# Saitek X52 Pro Controller reagiert nicht/LED's blinken



## X.Ray (26. September 2012)

Heyho Community,

erst kürzlich hab' ich mir 'nen Controller für Flugsimulation angeschafft, der hat auch einwandfrei funktioniert, bis zu dem Zeitpunkt wo ich die Simulation beendet habe. Es handelt sich hierbei um den Saitek X52 Pro. Die LED's des Hauptcontrollers (also nicht der Schubregler) blinken nun durchgehend (von einem anderen Forum habe ich gelesen das das heißt das der Controller angeblich nicht genug Strom bekommt, was irgendwie nicht sein kann) und laut dem Konfigurationsprogramm reagiert gar nichts mehr vom eigentlichen Controller, allerdings funktioniert der Schubregler problemlos.

Neustarten & Treiber Neuinstallation haben nicht geholfen, anderer USB-Port ebenso wenig. Getestet an meinem Laptop funktionierte er Problemlos, das heißt ein Hardwaredefekt ist eigentlich auschließbar. Ich schätze mal das sich da irgendein Treiber ins Chaos gerissen hat. Google spuckt auch nichts aus.

Das ganze läuft auf 'nem Windows Vista 64-Bit Ultimate.

Hat jemand eine Idee? Gibts 'nen Weg die Treiberkomponenten "komplett" zu entfernen?

*updates*
- habe mal vor das PS2 Kabel zu tauschen in der Hoffnung das es daran lag

Lg Björn


----------



## fadade (3. Oktober 2012)

X.Ray schrieb:


> Hat jemand eine Idee? Gibts 'nen Weg die Treiberkomponenten "komplett" zu entfernen?


 
Möglicherweise ... Drittsoftware (so von der Art "Driver Remover" oder so) könnte da helfen, aber wenn der Treiber eben "doof" ist und nicht-hinterlegte Sachen installiert wirst du damit auch nicht weiterkommen.
Vielleicht hast du die Treiberinstallation auch nicht richtig gemacht?! 
-> Ich hätte den Joystick jetzt erstmal ganz normal angeschlossen, dann im Gerätemanager das "Gerat deinstalliert", dann ggf. *alles* an Software von Saitek einmal runtergeworfen - Joystick entfernen und neustarten - nochma checken, ob auch wirklich alles runter ist, ggf. Registry nach Saitek durchsuchen etc. - vorsichtshalber noch einmal neustarten und dann Joystik installieren. So hat es jedenfalls bei meinem Saitek-Joystick immer funktioniert (war auber auch nur ein "einfacher").

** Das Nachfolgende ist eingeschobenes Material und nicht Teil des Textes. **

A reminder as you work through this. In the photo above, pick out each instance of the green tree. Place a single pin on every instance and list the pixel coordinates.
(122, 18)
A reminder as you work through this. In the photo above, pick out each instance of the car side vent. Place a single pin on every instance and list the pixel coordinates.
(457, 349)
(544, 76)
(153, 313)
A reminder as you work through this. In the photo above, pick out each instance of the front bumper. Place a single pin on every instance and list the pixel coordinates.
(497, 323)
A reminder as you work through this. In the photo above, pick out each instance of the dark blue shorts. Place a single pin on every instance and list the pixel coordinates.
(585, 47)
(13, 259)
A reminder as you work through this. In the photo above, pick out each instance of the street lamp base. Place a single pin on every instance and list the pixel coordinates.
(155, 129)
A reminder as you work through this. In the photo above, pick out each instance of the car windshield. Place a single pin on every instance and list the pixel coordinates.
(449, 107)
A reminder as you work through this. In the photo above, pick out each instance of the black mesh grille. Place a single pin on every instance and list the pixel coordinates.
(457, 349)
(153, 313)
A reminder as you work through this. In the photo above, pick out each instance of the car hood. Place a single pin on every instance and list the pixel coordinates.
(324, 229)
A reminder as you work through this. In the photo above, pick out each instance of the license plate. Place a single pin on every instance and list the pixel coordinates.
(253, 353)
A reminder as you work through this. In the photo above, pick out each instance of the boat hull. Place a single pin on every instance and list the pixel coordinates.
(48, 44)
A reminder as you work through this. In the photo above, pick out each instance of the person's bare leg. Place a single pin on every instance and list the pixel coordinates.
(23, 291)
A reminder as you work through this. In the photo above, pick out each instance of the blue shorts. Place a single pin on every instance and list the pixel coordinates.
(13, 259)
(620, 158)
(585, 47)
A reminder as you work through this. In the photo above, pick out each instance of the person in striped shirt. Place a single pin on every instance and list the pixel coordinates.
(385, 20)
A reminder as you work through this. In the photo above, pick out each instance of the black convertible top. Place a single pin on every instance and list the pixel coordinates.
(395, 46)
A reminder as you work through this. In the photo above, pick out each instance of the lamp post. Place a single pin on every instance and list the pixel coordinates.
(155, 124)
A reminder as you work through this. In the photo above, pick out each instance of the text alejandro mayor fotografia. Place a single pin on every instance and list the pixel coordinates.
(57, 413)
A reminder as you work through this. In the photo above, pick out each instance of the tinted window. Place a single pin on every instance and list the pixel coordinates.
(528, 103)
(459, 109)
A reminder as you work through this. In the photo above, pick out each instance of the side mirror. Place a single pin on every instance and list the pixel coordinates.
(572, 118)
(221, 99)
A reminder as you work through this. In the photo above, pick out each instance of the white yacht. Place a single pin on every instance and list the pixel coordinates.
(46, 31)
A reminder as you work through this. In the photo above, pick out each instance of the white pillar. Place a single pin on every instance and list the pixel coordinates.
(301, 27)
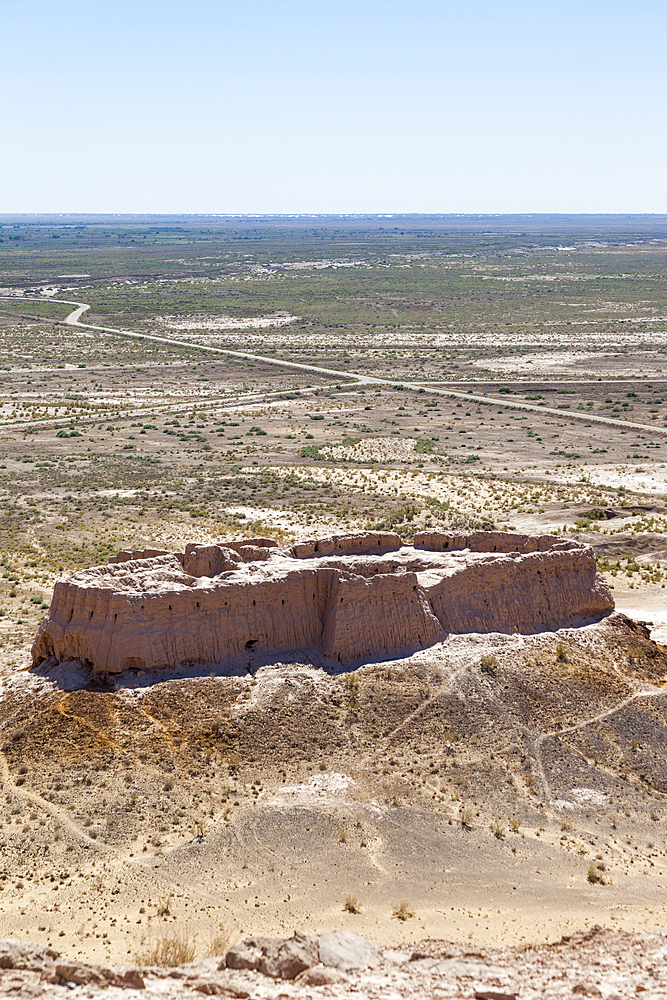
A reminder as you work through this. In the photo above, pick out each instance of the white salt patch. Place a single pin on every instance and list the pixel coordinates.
(588, 797)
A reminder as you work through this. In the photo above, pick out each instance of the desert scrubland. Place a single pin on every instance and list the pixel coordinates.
(401, 374)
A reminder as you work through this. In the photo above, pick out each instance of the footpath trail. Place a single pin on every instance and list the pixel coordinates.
(74, 319)
(60, 815)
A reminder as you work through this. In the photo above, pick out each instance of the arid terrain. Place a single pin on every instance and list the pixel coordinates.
(294, 379)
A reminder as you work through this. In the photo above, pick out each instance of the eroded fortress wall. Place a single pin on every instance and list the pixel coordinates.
(346, 598)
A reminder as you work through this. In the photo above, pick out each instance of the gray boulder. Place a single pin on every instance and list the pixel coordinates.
(348, 952)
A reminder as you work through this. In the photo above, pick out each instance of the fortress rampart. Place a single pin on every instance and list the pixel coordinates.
(346, 598)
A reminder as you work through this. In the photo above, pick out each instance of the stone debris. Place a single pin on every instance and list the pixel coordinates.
(287, 959)
(344, 599)
(612, 965)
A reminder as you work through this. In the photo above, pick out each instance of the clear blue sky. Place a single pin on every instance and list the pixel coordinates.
(293, 106)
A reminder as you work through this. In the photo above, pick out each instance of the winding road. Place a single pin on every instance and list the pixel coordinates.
(79, 308)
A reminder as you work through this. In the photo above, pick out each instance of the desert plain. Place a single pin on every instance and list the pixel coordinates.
(294, 378)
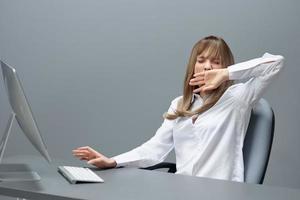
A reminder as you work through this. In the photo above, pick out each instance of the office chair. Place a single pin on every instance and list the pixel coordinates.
(257, 144)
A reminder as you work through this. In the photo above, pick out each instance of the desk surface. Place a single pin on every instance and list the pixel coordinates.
(131, 183)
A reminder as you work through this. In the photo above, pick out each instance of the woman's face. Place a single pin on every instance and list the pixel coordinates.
(205, 62)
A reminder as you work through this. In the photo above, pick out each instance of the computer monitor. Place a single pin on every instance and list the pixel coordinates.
(21, 112)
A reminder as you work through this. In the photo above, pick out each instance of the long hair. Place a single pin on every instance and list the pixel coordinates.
(215, 47)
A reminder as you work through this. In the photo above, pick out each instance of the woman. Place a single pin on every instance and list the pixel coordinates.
(207, 125)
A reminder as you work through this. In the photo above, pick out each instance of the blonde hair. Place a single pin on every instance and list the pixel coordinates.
(215, 47)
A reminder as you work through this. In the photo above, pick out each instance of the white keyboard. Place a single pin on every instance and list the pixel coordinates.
(79, 174)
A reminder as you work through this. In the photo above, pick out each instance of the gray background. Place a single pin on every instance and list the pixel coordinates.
(102, 73)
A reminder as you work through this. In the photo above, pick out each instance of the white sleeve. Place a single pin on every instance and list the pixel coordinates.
(261, 72)
(154, 150)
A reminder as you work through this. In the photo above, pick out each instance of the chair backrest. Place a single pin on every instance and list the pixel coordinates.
(258, 142)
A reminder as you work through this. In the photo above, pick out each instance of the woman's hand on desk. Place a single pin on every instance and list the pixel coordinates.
(93, 157)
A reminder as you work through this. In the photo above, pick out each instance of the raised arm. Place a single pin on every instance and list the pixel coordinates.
(260, 71)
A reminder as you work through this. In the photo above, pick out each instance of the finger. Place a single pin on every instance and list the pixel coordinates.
(196, 83)
(93, 161)
(90, 149)
(84, 158)
(197, 90)
(197, 79)
(199, 74)
(84, 152)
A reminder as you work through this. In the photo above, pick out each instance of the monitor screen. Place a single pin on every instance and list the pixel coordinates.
(21, 109)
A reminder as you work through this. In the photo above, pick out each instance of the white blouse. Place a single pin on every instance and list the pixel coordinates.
(212, 145)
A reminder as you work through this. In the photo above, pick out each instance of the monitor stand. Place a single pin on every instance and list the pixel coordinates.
(11, 172)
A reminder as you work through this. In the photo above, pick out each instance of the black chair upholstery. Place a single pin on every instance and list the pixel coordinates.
(257, 144)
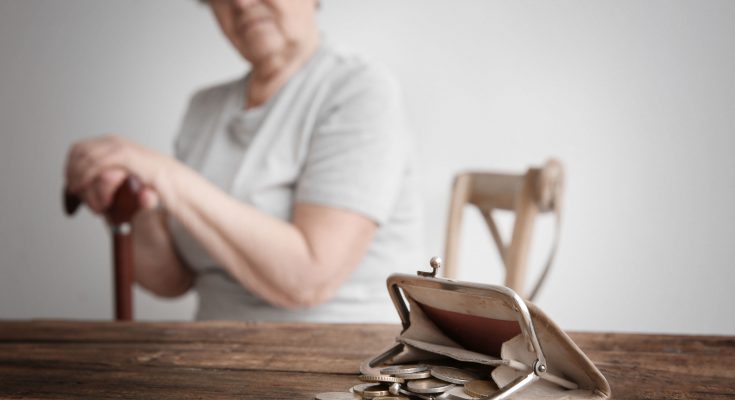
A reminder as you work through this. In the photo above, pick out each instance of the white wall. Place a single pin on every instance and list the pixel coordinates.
(637, 98)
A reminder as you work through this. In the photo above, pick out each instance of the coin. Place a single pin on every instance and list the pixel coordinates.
(416, 395)
(370, 390)
(414, 375)
(455, 393)
(337, 396)
(404, 369)
(453, 375)
(430, 385)
(479, 388)
(381, 378)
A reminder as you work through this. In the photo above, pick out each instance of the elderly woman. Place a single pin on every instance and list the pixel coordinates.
(292, 195)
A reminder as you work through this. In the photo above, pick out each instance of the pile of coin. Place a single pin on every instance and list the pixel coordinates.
(419, 381)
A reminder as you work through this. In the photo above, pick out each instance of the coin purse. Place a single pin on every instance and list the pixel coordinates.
(491, 326)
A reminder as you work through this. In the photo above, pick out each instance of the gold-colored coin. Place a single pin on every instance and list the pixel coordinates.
(480, 388)
(391, 398)
(454, 375)
(338, 396)
(414, 375)
(430, 385)
(455, 393)
(381, 378)
(404, 369)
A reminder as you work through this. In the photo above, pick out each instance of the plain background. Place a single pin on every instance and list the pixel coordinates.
(637, 98)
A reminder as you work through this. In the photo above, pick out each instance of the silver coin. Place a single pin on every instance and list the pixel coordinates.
(453, 375)
(420, 396)
(430, 385)
(404, 369)
(480, 388)
(370, 390)
(338, 396)
(381, 378)
(414, 375)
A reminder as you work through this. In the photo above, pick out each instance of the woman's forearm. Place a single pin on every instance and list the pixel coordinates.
(282, 262)
(157, 266)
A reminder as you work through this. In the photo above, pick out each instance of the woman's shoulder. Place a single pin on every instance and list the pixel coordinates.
(215, 94)
(347, 71)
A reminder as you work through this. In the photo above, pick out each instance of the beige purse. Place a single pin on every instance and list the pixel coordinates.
(490, 326)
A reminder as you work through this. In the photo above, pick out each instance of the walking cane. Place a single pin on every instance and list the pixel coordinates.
(120, 214)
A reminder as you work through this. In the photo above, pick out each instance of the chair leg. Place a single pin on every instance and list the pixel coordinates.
(517, 256)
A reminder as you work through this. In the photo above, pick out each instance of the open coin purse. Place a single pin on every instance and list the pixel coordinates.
(490, 327)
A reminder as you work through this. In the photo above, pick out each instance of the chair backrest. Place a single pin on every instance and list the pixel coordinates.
(538, 190)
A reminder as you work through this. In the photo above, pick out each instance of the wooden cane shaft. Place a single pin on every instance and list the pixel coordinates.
(123, 255)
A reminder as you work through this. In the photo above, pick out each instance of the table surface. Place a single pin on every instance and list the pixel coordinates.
(202, 360)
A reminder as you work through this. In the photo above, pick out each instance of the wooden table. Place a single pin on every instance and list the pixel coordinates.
(203, 360)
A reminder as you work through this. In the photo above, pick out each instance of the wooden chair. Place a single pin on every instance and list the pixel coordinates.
(538, 190)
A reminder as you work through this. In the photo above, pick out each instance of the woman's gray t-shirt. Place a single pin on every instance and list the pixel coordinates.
(334, 135)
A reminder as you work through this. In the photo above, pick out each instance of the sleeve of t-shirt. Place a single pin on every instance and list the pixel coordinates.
(357, 155)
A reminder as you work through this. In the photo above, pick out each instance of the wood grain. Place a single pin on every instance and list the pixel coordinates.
(218, 360)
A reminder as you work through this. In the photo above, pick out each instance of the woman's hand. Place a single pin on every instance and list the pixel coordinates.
(96, 167)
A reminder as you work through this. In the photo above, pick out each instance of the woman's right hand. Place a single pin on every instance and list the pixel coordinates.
(96, 167)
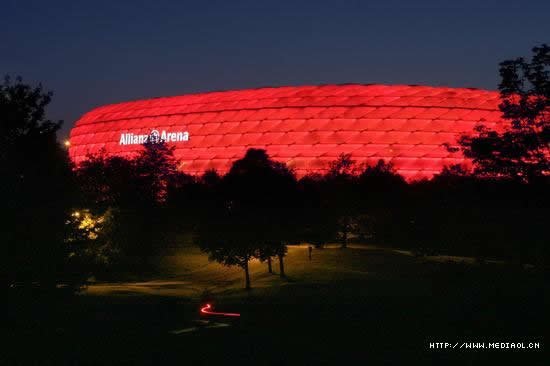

Hat der wirklich einen PS2-Anschluss? Weil die, die ich gefunden habe, wurden per USB betrieben ...
Denn bei USB kann es in der Tat mal vorkommen, dass die Ströme an den Anschlüssen etwas nachlassen, wenn dort viele belastet werden, aber bei PS2 sollte das nicht passieren.


----------



## X.Ray (16. Oktober 2012)

Ja der wird über USB angeschlossen, aber der Schubregler wird per PS2 Kabel mit dem Controller verbunden. Ich hab mittlerweile auch rausgefunden an was es lag nachdem ich den Controller mal aufgemacht habe. Ein Kabel im Innenleben war nicht richtig befestigt, seitdem ich es neu befestigt habe funktioniert es wieder streßfreist.

Scheinbar hat er dadurch gemeint: "Hier ich bekomm zu wenig Strom.."^^

Aber danke für deine Antwort 

lg Björn


----------